Both campaigns initially released brief statements. Donald Trump's arrived in in-boxes early Friday morning:
The people of the United Kingdom have exercised the sacred right of all free peoples. They have declared their independence from the European Union and have voted to reassert control over their own politics, borders and economy. A Trump Administration pledges to strengthen our ties with a free and independent Britain, deepening our bonds in commerce, culture and mutual defense. The whole world is more peaceful and stable when our two countries – and our two peoples – are united together, as they will be under a Trump Administration.
Come November, the American people will have the chance to re-declare their independence. Americans will have a chance to vote for trade, immigration and foreign policies that put our citizens first. They will have the chance to reject today's rule by the global elite, and to embrace real change that delivers a government of, by and for the people. I hope America is watching, it will soon be time to believe in America again.
A few hours later, Hillary Clinton's campaign emailed a similarly brief reaction:
We respect the choice the people of the United Kingdom have made. Our first task has to be to make sure that the economic uncertainty created by these events does not hurt working families here in America. We also have to make clear America's steadfast commitment to the special relationship with Britain and the transatlantic alliance with Europe. This time of uncertainty only underscores the need for calm, steady, experienced leadership in the White House to protect Americans' pocketbooks and livelihoods, to support our friends and allies, to stand up to our adversaries, and to defend our interests. It also underscores the need for us to pull together to solve our challenges as a country, not tear each other down.
The statement refers to "steady, experienced leadership." Her campaign has been driving hard the message that she is a sober, experienced former secretary of state while Trump is "rash and reckless."
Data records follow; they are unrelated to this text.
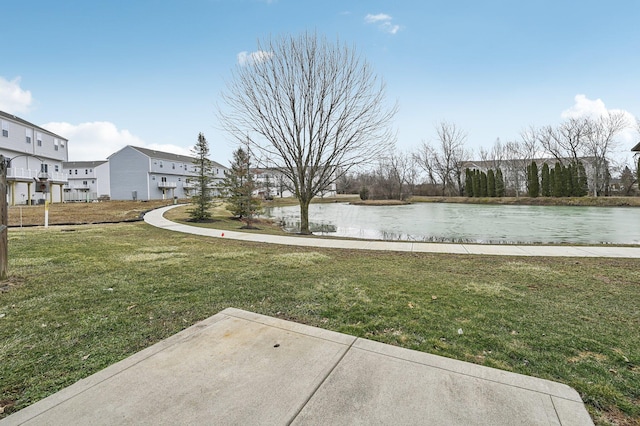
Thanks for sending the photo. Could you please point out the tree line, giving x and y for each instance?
(571, 159)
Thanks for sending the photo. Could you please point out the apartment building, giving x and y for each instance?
(144, 174)
(87, 181)
(36, 156)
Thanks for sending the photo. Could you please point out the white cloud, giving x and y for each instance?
(13, 99)
(97, 140)
(585, 107)
(246, 58)
(380, 17)
(383, 21)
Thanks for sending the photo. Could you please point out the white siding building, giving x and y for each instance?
(36, 156)
(144, 174)
(87, 180)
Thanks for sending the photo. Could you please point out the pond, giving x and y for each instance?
(470, 223)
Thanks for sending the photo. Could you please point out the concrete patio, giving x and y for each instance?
(238, 367)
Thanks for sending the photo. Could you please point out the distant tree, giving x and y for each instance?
(364, 193)
(627, 180)
(558, 181)
(443, 162)
(638, 165)
(499, 183)
(491, 183)
(475, 181)
(534, 183)
(204, 171)
(583, 180)
(545, 189)
(313, 108)
(238, 187)
(468, 182)
(483, 185)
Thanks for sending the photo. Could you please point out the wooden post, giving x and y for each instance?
(4, 221)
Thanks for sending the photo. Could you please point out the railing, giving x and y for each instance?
(167, 184)
(20, 173)
(15, 173)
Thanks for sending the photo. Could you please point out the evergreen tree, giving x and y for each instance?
(558, 182)
(491, 183)
(545, 186)
(572, 180)
(204, 170)
(499, 184)
(583, 183)
(476, 183)
(238, 187)
(468, 183)
(534, 182)
(483, 184)
(566, 188)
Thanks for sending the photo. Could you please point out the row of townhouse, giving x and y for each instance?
(35, 161)
(39, 169)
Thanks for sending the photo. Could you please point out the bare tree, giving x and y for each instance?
(599, 142)
(566, 140)
(443, 163)
(396, 175)
(313, 108)
(495, 156)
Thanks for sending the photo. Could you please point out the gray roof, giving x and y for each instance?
(28, 124)
(161, 155)
(82, 164)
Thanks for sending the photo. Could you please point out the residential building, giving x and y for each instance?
(272, 183)
(87, 180)
(144, 174)
(36, 156)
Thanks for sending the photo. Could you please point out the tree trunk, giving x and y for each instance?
(4, 256)
(304, 217)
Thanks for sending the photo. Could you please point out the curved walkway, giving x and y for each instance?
(156, 218)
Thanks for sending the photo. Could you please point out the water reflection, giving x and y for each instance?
(469, 223)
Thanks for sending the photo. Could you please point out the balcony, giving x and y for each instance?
(27, 175)
(167, 185)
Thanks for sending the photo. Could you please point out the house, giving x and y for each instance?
(36, 156)
(272, 183)
(145, 174)
(87, 180)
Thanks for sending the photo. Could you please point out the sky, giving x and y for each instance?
(109, 73)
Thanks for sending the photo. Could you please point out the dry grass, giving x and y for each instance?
(77, 213)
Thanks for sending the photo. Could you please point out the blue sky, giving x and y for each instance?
(107, 73)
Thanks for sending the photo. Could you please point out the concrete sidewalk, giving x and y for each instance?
(237, 367)
(155, 218)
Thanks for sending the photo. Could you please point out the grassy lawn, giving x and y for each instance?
(83, 297)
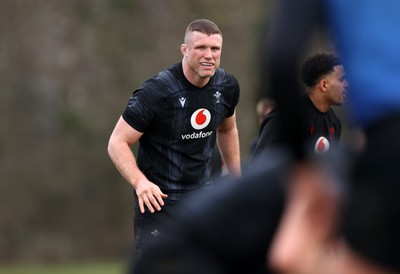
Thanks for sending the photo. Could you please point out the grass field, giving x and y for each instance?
(78, 268)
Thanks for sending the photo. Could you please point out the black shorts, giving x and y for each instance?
(148, 226)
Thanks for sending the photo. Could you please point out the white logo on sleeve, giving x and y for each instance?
(200, 118)
(322, 145)
(182, 100)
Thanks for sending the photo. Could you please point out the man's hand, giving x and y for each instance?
(149, 194)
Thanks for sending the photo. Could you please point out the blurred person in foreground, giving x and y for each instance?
(365, 33)
(324, 78)
(177, 117)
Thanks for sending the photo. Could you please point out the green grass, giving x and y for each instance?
(77, 268)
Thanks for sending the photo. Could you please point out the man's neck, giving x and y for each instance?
(319, 102)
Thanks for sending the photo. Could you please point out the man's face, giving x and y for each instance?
(336, 85)
(202, 55)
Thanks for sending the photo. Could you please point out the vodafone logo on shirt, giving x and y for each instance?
(200, 118)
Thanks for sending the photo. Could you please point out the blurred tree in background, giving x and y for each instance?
(67, 69)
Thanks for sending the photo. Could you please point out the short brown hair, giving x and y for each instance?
(204, 26)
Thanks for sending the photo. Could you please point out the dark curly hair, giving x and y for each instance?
(317, 66)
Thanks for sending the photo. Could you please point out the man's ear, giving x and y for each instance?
(323, 85)
(184, 50)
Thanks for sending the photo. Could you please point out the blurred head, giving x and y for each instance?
(325, 72)
(201, 51)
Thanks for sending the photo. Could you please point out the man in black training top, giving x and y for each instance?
(324, 78)
(177, 116)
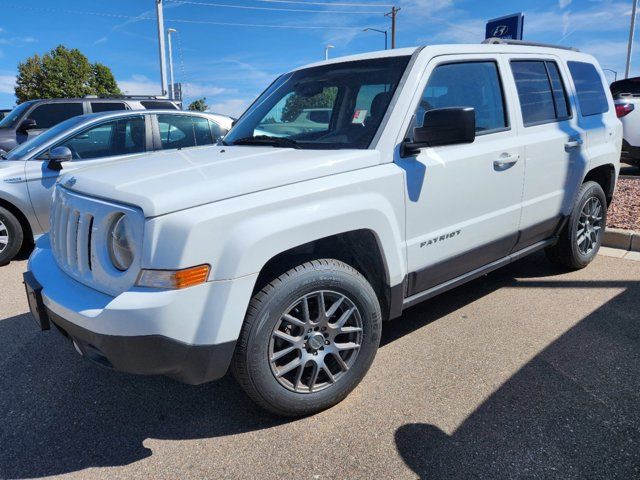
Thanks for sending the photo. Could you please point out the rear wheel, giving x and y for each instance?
(11, 236)
(581, 237)
(308, 339)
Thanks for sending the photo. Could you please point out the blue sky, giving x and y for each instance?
(230, 54)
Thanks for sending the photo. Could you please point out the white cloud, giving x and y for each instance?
(7, 82)
(233, 107)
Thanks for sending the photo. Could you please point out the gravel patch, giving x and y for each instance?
(625, 209)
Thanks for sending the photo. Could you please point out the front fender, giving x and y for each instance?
(239, 236)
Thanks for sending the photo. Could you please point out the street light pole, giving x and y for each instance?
(379, 31)
(171, 80)
(632, 30)
(163, 61)
(326, 51)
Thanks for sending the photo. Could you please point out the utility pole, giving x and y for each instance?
(394, 11)
(163, 58)
(632, 30)
(171, 81)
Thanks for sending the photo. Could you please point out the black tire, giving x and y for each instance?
(9, 227)
(567, 252)
(251, 364)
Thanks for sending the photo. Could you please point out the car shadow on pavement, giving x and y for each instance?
(573, 411)
(60, 413)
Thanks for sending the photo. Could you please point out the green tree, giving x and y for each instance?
(200, 104)
(296, 103)
(61, 73)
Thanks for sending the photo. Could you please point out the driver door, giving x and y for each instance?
(97, 144)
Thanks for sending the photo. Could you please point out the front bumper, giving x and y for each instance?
(188, 334)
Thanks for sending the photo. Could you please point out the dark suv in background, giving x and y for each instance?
(33, 117)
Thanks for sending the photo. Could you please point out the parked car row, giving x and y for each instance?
(30, 170)
(350, 190)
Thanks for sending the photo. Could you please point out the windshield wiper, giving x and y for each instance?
(266, 140)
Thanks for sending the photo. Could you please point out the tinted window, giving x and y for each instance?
(217, 130)
(107, 106)
(50, 114)
(475, 84)
(182, 131)
(118, 137)
(560, 99)
(542, 95)
(588, 82)
(534, 91)
(155, 105)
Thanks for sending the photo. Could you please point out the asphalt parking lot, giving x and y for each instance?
(528, 372)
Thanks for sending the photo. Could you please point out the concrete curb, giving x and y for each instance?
(622, 239)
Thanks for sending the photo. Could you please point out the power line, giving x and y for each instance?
(227, 24)
(276, 9)
(298, 2)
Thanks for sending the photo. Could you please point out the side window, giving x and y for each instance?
(591, 96)
(541, 92)
(117, 137)
(107, 106)
(472, 84)
(182, 131)
(49, 114)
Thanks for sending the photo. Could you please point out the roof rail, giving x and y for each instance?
(508, 41)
Trump's comments upon arriving at his remodeled Turnberry golf course in Scotland provided Clinton another opportunity to underscore her pitch.
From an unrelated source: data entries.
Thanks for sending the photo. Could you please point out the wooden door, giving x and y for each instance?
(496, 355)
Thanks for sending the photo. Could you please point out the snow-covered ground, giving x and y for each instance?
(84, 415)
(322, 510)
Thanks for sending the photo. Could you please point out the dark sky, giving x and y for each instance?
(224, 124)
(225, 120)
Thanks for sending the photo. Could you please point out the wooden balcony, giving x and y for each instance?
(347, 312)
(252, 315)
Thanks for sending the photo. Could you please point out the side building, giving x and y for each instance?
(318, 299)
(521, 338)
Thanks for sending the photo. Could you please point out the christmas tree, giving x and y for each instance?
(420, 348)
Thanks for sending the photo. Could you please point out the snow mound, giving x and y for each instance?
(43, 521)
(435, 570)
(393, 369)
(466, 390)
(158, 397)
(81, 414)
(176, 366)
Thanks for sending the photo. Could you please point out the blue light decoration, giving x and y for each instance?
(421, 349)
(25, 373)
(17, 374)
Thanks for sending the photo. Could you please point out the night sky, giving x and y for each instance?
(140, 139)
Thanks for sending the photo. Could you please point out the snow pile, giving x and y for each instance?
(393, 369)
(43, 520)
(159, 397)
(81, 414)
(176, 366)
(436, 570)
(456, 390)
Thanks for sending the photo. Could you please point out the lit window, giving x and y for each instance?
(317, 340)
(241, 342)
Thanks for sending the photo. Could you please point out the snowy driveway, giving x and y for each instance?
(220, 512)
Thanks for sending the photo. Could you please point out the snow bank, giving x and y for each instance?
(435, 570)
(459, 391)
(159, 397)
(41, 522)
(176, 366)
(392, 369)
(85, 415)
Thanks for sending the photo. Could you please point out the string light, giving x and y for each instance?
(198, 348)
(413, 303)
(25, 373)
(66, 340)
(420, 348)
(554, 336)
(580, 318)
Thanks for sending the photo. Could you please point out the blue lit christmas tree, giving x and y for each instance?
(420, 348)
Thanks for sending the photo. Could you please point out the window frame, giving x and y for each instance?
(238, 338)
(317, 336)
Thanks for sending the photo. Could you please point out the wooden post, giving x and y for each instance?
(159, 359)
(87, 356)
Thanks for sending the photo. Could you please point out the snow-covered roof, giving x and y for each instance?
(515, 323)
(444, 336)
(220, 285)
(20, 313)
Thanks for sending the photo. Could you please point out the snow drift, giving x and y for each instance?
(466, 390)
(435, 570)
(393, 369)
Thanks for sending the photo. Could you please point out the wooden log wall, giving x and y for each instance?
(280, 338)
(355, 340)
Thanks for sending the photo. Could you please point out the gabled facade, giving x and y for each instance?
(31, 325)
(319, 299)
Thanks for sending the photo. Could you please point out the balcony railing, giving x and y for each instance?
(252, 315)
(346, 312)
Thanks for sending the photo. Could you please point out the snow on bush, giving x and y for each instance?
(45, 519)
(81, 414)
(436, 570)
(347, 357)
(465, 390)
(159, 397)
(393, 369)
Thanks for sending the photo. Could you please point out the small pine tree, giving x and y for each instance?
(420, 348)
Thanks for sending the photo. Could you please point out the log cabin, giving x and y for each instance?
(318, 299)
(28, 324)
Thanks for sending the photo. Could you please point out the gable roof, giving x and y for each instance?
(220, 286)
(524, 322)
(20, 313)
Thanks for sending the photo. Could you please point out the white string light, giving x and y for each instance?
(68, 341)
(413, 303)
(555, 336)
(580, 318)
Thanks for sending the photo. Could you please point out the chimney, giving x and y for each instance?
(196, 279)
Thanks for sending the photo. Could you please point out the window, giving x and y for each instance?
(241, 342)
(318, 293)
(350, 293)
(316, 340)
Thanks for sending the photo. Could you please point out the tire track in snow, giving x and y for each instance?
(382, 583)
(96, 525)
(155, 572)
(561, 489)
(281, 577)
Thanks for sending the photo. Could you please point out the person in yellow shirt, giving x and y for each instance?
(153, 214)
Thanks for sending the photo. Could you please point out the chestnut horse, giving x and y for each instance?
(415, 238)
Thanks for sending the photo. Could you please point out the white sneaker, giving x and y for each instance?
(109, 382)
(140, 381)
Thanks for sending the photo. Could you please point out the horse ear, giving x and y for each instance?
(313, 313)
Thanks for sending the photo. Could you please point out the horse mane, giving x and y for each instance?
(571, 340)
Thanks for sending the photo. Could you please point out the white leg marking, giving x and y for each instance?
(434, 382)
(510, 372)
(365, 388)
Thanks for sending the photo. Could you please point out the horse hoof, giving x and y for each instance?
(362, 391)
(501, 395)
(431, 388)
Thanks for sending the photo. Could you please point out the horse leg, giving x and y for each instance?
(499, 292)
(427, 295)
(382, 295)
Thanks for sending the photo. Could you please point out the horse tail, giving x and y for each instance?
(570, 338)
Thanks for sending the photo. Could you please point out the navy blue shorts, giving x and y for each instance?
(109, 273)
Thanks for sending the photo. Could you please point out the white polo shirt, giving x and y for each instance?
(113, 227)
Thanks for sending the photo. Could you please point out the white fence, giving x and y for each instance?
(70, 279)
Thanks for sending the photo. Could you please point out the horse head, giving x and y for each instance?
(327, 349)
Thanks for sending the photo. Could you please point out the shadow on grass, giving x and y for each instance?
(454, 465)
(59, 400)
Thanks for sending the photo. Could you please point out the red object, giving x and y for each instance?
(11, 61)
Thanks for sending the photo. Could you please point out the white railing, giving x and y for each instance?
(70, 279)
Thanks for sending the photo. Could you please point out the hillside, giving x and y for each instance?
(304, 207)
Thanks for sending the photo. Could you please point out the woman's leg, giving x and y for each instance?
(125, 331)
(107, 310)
He noted "great similarities" between the British vote and his campaign:
People want to see borders. They don't necessarily want people pouring into their country that they don't know who they are and where they come from.
But he also brushed aside the notion he should be seeking the advice of his campaign's foreign policy experts:
I've actually been in touch. And some, by the way, don't like it, and some do like it. You know, they're advisers, they're like everybody else. They probably know less, every one of these advisers.
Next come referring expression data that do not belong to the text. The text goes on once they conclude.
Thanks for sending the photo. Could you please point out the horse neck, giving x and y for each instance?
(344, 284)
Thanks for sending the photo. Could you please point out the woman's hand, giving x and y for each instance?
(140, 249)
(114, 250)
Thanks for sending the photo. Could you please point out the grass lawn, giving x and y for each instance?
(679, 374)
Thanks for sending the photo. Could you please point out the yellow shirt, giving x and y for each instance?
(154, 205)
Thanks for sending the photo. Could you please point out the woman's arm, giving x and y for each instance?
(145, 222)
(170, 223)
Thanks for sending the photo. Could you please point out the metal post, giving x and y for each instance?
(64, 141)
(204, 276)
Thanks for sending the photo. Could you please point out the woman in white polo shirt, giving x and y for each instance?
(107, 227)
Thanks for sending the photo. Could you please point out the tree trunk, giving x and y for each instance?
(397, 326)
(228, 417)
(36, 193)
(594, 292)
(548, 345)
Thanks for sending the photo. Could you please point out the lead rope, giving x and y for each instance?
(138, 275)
Asked about Britain's plummeting currency in a part of the nation which had voted overwhelmingly to stay in the E.U., Trump noted a money-making opportunity:
You know, when the pound goes down, more people are coming to Turnberry, frankly. And the pound has gone down, and let's see what the impact of that has, but I think places like Scotland and England and different places, in Great Britain, I think you're going to see a lot of — a lot of activity.
The pound got high, and people weren't able to do maybe what they wanted to do, but for traveling and for other things, you know, I think it could very well turn out to be a positive.
Clinton's response? A fusillade: a morning press call with senior policy advisers; a collection of critical Republican responses to Trump's turn at Turnberry; and less than 24 hours after Trump's comments, the Clinton campaign had produced and pushed out a video:
The Clinton campaign, with hundreds of staffers and millions in the bank, is well-poised to create just this kind of rapid-response video, primed for social media and cable news chatter. The Trump campaign — "leaner, meaner" in the words of former manager Corey Lewandowski — is only now beginning to build the kind of infrastructure that could allow it to keep pace.